Hawkeye e i musical che non devono essere nominati

Ammettiamolo, togliendo quei tre di noi che hanno sempre provato un’innata simpatia per Hawkeye, questa serie a lui dedicata su Disney+ non ha esattamente creato altissime aspettative. Dopotutto, parti con Wanda e Vision che sono gli Sweethearts di tutta la baracca, continui con Sam e Bucky in pieno stile Buddy Movie e dai a tutti la botta finale con Loki che, oggettivamente, potrebbe fare qualsiasi cosa e per il pubblico sarebbe comunque eroe nazionale; è normale che quando poi arrivi il Robin Hood del XXI secolo o il Legolas della Non Terra di Mezzo (che non è manco un elfo per ravvivare le cose) la reazione generale sia abbastanza tiepidina, come veder passare un’astronave aliena e poi l’Helicarrier con Nick Fury.

Hawkeye, però, riesce subito a trovare una sua identità, mettendo sul cammino di Clint Burton l’intraprendente, ma un po’ frenetica, Kate Bishop, arciere a sua volta e grande fan di Occhio di Falco dopo essere stata salvata da lui durante la Battaglia di New York. É lei che, senza volerlo, riporta l’attenzione del mondo criminale su Ronin, costringendo Clint a interrompere i festeggiamenti natalizi con la sua famiglia e intervenire per salvarle la vita.

La serie è allo stesso tempo una guida su come diventare un supereroe e un reality check sulle conseguenze di scegliere questa linea di professione. Non a caso l’inizio del primo episodio mostra Barton andare con i figli a vedere Rogers – The Musical, una versione super romanzata della battaglia di New York, e uscirne incredibilmente a disagio, se non addirittura disgustato. Kate, all’inizio, è l’incarnazione di questa visione tutta rose e fiori dell’essere eroe e questo la rende incredibilmente vulnerabile. Clint non è il suo mentore perché le insegna come usare arco e frecce, lei sa già farlo fin troppo bene; è il suo mentore perché la mette di fronte alla realtà, non filtrata dal sensazionalismo. Il bello di questa serie è che è costituita da sei episodi in cui Occhio di Falco urla al mondo, in grassetto e sottolineato:

È una storia che scava ben più a fondo dei film per mostrarci che gli eroi che veneriamo sono vulnerabili e fallaci e che le scelte che fanno hanno ripercussioni a lungo termine che si estendono ben oltre i titoli di coda: corpo e mente si deteriorarono e quando pensi che sia arrivato il momento di appendere l’arco al chiodo e goderti la pensione, ecco che il passato viene a sfondare la porta. Ad acuire tutto ciò, la serie fa i conti con i sensi di colpa che attanagliano il protagonista e la ferita ancora aperta per la morte di Natasha, che la presenza di Kate, che farebbe di tutto per essere la nuova partner di Occhio di Falco, fa tornare a sanguinare. In questa ragazzina che lo venera, Clint vede riflesse tutte le persone che sente di aver deluso e questo mette in moto un primordiale istinto protettivo.

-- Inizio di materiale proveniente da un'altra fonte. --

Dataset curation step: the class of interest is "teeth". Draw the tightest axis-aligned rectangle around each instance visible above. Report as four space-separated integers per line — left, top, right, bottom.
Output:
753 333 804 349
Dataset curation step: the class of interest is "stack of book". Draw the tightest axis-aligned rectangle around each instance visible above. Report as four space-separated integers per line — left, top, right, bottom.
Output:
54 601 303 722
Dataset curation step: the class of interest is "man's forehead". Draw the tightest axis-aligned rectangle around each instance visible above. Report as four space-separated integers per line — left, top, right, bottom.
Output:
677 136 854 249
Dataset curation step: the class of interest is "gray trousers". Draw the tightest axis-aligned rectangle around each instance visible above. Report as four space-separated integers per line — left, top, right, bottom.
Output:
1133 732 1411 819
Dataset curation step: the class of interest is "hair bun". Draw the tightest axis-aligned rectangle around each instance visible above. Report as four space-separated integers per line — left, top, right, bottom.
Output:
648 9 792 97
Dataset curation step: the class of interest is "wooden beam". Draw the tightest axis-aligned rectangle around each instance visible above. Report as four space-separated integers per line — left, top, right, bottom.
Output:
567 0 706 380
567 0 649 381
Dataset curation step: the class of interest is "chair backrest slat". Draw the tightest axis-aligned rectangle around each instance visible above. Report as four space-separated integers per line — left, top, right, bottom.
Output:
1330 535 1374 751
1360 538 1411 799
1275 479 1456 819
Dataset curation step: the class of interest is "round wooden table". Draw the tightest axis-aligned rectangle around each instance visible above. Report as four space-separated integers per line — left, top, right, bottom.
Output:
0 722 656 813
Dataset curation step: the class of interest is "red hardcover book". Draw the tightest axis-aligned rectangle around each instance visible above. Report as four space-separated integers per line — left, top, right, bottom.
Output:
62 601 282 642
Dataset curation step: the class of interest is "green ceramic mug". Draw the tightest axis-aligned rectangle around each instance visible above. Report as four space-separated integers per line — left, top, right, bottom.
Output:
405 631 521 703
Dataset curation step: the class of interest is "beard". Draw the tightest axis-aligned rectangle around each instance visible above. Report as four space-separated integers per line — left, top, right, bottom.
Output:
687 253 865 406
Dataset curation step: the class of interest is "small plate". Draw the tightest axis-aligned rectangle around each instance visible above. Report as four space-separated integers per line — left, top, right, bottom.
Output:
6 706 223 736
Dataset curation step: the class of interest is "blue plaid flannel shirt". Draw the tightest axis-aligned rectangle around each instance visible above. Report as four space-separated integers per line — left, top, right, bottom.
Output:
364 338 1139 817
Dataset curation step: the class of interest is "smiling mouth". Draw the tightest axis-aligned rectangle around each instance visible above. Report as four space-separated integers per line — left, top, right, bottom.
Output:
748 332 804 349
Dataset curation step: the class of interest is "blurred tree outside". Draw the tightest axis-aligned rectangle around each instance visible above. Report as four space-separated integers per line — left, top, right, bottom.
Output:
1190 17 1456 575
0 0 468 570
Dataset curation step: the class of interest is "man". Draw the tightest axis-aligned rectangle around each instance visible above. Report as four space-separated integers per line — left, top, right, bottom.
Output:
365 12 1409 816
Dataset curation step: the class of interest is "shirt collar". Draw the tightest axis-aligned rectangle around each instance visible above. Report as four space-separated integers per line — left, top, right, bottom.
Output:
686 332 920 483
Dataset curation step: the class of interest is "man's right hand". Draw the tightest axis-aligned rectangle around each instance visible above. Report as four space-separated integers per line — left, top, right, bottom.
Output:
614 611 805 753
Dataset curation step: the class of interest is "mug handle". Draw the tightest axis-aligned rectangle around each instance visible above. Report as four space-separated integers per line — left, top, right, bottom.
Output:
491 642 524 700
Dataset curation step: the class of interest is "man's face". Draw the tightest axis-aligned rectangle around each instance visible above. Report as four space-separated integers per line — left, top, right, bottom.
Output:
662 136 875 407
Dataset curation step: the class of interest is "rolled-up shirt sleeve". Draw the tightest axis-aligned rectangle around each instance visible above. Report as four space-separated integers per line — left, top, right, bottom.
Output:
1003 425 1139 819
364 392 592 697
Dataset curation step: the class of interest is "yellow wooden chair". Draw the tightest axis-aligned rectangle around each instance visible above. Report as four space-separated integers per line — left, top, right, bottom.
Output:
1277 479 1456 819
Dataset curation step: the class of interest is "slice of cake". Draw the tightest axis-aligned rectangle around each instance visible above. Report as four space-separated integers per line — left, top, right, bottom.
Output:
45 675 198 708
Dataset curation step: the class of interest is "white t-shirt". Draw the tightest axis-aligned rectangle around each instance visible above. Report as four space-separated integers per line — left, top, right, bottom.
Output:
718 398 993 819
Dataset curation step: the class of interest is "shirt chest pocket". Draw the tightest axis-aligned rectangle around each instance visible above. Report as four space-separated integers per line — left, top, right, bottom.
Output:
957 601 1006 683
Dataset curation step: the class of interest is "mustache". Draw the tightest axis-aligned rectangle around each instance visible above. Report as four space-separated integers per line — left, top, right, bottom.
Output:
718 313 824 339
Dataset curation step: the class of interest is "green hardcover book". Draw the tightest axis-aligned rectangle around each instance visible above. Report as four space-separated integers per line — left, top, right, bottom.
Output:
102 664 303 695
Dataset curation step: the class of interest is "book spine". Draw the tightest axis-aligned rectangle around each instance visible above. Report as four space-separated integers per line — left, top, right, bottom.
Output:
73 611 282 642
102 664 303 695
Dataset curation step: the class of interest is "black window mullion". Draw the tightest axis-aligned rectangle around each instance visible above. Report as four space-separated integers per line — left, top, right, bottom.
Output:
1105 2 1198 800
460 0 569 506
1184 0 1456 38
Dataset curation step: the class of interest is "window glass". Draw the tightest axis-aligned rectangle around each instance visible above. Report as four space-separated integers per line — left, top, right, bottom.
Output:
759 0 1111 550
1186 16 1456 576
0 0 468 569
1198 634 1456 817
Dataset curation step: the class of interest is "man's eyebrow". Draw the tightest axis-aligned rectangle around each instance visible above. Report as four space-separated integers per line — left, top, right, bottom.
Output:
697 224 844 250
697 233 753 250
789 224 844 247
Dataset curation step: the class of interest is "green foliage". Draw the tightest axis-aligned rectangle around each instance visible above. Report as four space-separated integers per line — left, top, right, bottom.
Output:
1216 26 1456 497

Hawkeye è la serie Marvel che funziona di più tra quelle proposte fino ad ora: ha sicuramente la struttura più convenzionale, ma è anche quella che ha trovato la sua dimensione ed è riuscita a mantenere il focus sulla storia dal primo episodio all’ultimo, senza alti e bassi e momenti di stasi. Le altre serie del MCU sono partite sicuramente con obiettivi meno semplicistici, ma si sono spesso incagliate in problemi per quanto riguarda la caratterizzazione dei personaggi e il ritmo della storia; anche WandaVision, che vanta sicuramente l’approccio più originale, esce sconfitta dal confronto perché spesso succube della forma scelta per raccontare la storia, che a tratti diventa fine a se stessa. Lo spettatore si fa cullare dalla familiarità dei temi di formazione e redenzione e in questo Hawkeye cattura il vero spirito di ogni film di Natale che abbiamo amato e forse è nel caldo abbraccio con cui avvolge i fan della Marvel che va a nascondersi il suo successo.